Cette loi est une véritable révolution dans ce pays où les interdictions sont plus nombreuses que les droits civiques et surtout civils. Le gouvernement cubain y perçoit une solution efficace pour lutter conte le déficit du logement touchant de plus en plus de cubains. En 2011, ce déficit a atteint plus d’un millions de foyers cubains.

Les diverses catastrophes naturelles, notamment de violentes ouragans, n’épargnant pas l’île de destructions assez conséquents contribuant largement à une pénurie des logements dans le pays. Cette loi prohibe cependant toute forme de spéculation immobilière en limitant les possibilités de rachats seulement au logement principal et à une résidence secondaire contribuant ainsi à limiter les possibilités de concentration de richesse.

Le prix des biens est fixé librement entre les parties. Cette « réforme » constitue un point essentiel dans le développement économique du pays mais est également perçu comme étant un possible déclencheur de lutte des classes pour certains spécialistes.

La possibilité d’acquérir des biens immobiliers pour les étrangers

Il semble que Cuba a enfin considéré l’impact d’une ouverture aux investissements étrangers pour relancer son économie. Le gouvernement cubain autorise désormais les investisseurs étrangers à développer des terrains et des marinas pour favoriser le tourisme dans ce pays. L’immobilier cubain s’est donc ouvert aux investissements étrangers longtemps interdits par le gouvernement.

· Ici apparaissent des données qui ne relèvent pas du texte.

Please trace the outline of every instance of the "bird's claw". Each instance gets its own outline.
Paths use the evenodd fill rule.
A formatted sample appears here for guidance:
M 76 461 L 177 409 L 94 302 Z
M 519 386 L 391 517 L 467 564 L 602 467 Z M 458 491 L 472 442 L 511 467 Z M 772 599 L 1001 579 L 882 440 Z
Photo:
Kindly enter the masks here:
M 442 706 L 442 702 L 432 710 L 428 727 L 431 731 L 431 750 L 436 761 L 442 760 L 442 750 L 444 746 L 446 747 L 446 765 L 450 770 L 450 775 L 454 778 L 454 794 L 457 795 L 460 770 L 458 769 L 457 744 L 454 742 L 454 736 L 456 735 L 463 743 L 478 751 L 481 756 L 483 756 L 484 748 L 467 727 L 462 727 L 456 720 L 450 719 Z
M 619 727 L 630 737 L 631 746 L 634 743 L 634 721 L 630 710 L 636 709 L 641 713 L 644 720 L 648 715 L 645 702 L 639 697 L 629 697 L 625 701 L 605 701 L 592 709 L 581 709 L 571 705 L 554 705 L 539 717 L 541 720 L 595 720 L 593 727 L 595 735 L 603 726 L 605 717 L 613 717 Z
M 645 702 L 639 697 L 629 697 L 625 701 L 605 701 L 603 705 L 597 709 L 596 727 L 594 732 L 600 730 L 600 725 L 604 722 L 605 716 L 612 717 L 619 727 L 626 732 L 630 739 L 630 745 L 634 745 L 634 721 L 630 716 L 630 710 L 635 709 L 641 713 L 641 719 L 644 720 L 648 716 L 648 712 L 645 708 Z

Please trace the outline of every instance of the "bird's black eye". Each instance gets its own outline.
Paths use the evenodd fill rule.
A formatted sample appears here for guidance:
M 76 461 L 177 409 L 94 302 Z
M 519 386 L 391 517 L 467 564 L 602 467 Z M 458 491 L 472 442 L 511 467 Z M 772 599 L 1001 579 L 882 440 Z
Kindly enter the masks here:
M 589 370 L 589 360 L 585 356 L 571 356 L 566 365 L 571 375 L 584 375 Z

Les potentiels économiques de cette île semblent, désormais être exploitables par les investisseurs étrangers. Ce politique de développement immobilier va nettement contribuer à relancer l’économie du pays ainsi que le tourisme. Outre l’accueil des investisseurs étrangers sur ses terres, Cuba autoriseras aux étrangers l’achat de villas par des étrangers ce qui est une première depuis la crise économique des années de 1990. Cuba, l’immobilier et les étrangers n’ont pas vraiment fait bon ménage dans le régime de Fidel Castro.

Il semble que le changement va enfin s’opérer dans ce pays avec le frère Castro, Raoul, même si les efforts sur l’immobilier semblent encore être insuffisants pour le moment.